Ani duduk di salah satu kursi auditorium kampus, wajahnya penuh konsentrasi mendengarkan seminar yang diadakan oleh organisasi kemahasiswaan. Saat itulah Yudi melihatnya pertama kali. Meski hanya sekilas, tatapan mereka beradu dan menciptakan sesuatu yang tidak biasa. Yudi, dengan kepribadiannya yang tegas dan penuh percaya diri, menghampirinya ketika seminar berakhir.
"Hai, aku Yudi," katanya sambil tersenyum. Senyumnya lebar, khas Batak yang penuh energi.
Ani, dengan lembut menyambutnya, "Ani. Senang berkenalan denganmu, Yudi"
Dari pertemuan itu, mereka mulai sering bertukar cerita. Ani bercerita tentang kehidupan keluarganya yang penuh nilai tradisi Jawa, sementara Yudi membagikan pandangan hidupnya yang tegas, berprinsip, dan berani mengambil keputusan. Bulan demi bulan berlalu, perbedaan mereka justru menjadi jembatan yang mempererat hubungan. Ani kagum dengan ketegasan Yudi, sementara Yudi merasa terpesona dengan kelembutan Ani yang mampu membuatnya tenang.
"Menurutmu, apakah kita cocok?" tanya Ani suatu hari, saat mereka berbincang di taman kampus.
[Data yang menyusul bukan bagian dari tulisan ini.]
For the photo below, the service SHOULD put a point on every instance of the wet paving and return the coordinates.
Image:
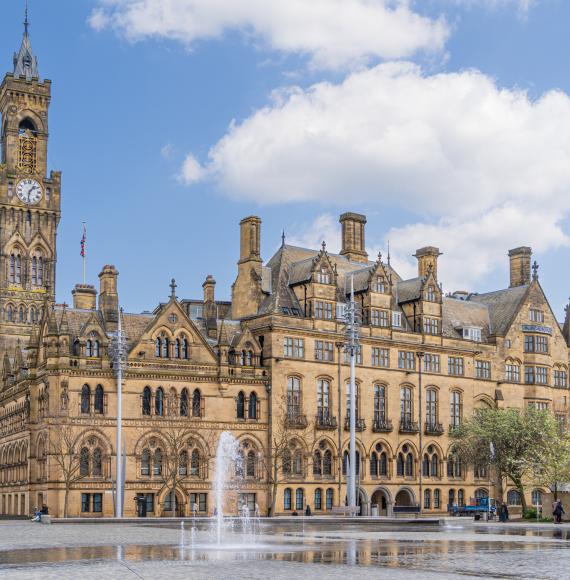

"Kenapa tidak? Aku merasa kamu adalah sosok yang selama ini aku cari, Ni. Kamu membuatku lebih tenang, dan entah bagaimana, aku merasa seperti bisa menjadi diriku sendiri saat bersamamu," jawab Yudi, sambil menggenggam tangan Ani.
Kedekatan mereka akhirnya membawa mereka pada pembicaraan yang lebih serius. Ani mulai berpikir untuk mengenalkan Yudi kepada keluarganya, berharap mereka bisa menerima sosok yang telah membuatnya begitu bahagia. Beberapa minggu kemudian, Ani membawa Yudi ke rumahnya untuk bertemu kedua orang tuanya. Mereka duduk di ruang tamu, suasananya sedikit tegang. Ayah Ani, dengan wajah serius, menatap Yudi
"Kamu serius dengan hubungan ini, Yudi?" tanya ayah Ani
Yudi, meskipun merasa canggung, menjawab dengan tenang, "Saya sangat serius, Pak. Saya ingin menjaga dan membahagiakan Ani."Ayah Ani menghela napas, menatap putrinya dengan tatapan penuh makna. "Ani, apa kamu yakin? Ini bukan sekadar tentang cinta, Nak. Yudi ini dari suku yang berbeda, dengan adat yang berbeda pula. Kamu mungkin akan sulit beradaptasi dengan kebiasaan dan budaya mereka."
Ani merasa terluka mendengar ucapan ayahnya, namun ia mencoba berbicara dengan lembut, "Pak, Yudi menghormati segala kepercayaan dan tradisi kita. Kami saling mencintai. Bukankah cinta itu yang paling penting?"
Ayahnya hanya menggeleng. "Nak, cinta itu penting, tapi hidupmu nanti akan lebih sulit daripada yang kamu bayangkan jika kamu tidak siap. Perbedaan ini bisa membuatmu menderita."